Were health care journalists to dig deeper into the financial entanglements of some of the "key opinion leaders" who may be so eager to appear in well-meaning, and at times feel-good documentaries, the public might learn more about the web of conflicts of interest that now ensnares health care. They might also learn how much of what appears to be health care education is just marketing in disguise. That marketing is often of expensive, and not terribly effective treatments. Realizing that many seeming miracle cures aren't might lead to the skepticism that could help us control health care costs without hurting patients.

1 comment:

  1. As a producer who just completed a documentary on a controversial disease rife with researcher conflicts (Lyme disease), I can say from firsthand experience that it's extremely difficult to tell which opinion leaders have conflicts in our current medical disclosure system.

    It took me two years of research to ferret out all the financial streams that led to the corruption of the disease definition, the tests, and the treatments for our disease of interest.

    Here are my observations on why it's so difficult for journalists:

    #1: The "honor system" for financial disclosures doesn't work. There are a million loopholes to exploit, and studies show that medical researchers tend to deny that they can be influenced by money, so they don’t list everything.

    For example, with Lyme disease, the lead author of the Lyme treatment guidelines only began disclosing his commercial revenues AFTER the Attorney General of CT began investigating these conflicts. The honor system only works if there’s an enforcement mechanism. Certainly the Physicians Sunshine Act would help, but it's an incomplete solution, given my next point…

    #2: The format of disclosures -- a list of company names and grant numbers -- does not shed light on the nature of conflicts.

    With Lyme disease, simply listing the name of a multinational pharmaceutical, such as Baxter, doesn’t educate journalists on the nature of the conflict. A journalist driven by the 24-hour-news-cycle might say, "Oh, Baxter doesn't sell antibiotics that treat Lyme, so that's not an important conflict.”

    But what we realized after studying the entire history of Lyme, was that the authors of the Lyme disease guidelines had been focused on lucrative vaccines, not cures (cheap antibiotics), for 20 years, and that they defined the disease symptoms and tests to make a weak vaccine look better on paper. While the first vaccine was removed from the market, these authors/“disease definers” are now vying for the 2nd generation vaccine trials. If these “disease definers” admit that their first definition was flawed; that Lyme can remain dormant in a body for a decade then reactivate; and that the tests that they own patents on are inaccurate; they’ll never get the new vaccine trials past the IRB safety boards and they could spend the rest of their lives in court. (For more details, read “Cure Unknown: The Making of the Lyme Epidemic”.)

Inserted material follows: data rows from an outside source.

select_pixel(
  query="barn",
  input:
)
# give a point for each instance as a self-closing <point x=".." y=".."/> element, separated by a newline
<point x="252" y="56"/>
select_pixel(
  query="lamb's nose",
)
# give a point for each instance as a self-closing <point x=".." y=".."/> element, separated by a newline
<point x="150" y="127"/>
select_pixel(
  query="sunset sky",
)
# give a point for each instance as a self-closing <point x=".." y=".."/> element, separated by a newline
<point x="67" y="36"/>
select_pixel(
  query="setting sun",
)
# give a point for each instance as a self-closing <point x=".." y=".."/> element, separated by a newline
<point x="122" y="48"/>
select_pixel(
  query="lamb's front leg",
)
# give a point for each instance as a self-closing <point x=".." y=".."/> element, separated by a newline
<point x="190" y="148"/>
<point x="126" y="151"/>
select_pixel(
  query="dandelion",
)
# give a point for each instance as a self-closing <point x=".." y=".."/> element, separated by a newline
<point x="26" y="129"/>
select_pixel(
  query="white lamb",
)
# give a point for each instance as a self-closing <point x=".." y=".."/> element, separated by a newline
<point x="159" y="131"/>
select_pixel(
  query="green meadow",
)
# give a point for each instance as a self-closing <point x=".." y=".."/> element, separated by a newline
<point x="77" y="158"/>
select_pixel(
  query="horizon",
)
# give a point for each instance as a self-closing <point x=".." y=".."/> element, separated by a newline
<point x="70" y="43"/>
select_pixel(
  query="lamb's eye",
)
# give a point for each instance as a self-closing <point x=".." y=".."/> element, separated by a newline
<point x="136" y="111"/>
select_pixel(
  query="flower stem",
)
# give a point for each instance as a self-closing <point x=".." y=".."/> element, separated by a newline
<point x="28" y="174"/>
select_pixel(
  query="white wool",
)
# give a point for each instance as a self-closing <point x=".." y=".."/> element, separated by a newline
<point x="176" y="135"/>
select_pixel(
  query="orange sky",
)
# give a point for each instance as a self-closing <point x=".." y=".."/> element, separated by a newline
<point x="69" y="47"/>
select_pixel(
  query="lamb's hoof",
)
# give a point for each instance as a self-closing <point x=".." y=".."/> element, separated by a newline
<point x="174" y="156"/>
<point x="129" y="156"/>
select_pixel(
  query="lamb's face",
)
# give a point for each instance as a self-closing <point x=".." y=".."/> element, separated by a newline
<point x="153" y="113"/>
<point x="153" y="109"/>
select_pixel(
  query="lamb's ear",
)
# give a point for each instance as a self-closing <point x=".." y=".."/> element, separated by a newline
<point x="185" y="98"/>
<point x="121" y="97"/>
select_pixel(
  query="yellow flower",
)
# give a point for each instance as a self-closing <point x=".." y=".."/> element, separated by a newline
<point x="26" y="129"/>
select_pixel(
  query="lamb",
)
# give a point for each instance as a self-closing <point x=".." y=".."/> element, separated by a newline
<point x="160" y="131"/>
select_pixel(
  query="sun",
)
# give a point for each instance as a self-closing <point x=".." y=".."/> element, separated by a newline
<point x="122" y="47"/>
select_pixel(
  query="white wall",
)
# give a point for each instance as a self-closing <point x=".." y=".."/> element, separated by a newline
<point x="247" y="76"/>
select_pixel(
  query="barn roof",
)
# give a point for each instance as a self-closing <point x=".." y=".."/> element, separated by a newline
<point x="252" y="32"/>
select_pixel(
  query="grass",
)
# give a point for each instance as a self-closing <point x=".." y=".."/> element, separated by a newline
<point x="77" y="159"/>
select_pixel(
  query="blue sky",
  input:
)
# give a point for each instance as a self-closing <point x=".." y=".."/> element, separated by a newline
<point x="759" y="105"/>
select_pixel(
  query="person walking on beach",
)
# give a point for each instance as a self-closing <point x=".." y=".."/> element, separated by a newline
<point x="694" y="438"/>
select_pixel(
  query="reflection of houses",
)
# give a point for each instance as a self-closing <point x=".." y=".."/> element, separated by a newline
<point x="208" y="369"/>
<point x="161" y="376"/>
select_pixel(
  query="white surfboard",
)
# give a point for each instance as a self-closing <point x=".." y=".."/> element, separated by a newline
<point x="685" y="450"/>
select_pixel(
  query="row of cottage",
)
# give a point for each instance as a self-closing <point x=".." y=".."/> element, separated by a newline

    #3: Television channels, including PBS, are heavily financed through pharmaceutical companies, or foundations closely allied with Big Pharma. Any documentaries that challenge medical dogma and Big Pharma profits have very little chance of ever getting on the air.

    The only way we could get our film funded was through motivated individuals who had been harmed by this medical misinformation. It was a grassroots movement of people voted who for change with their wallets.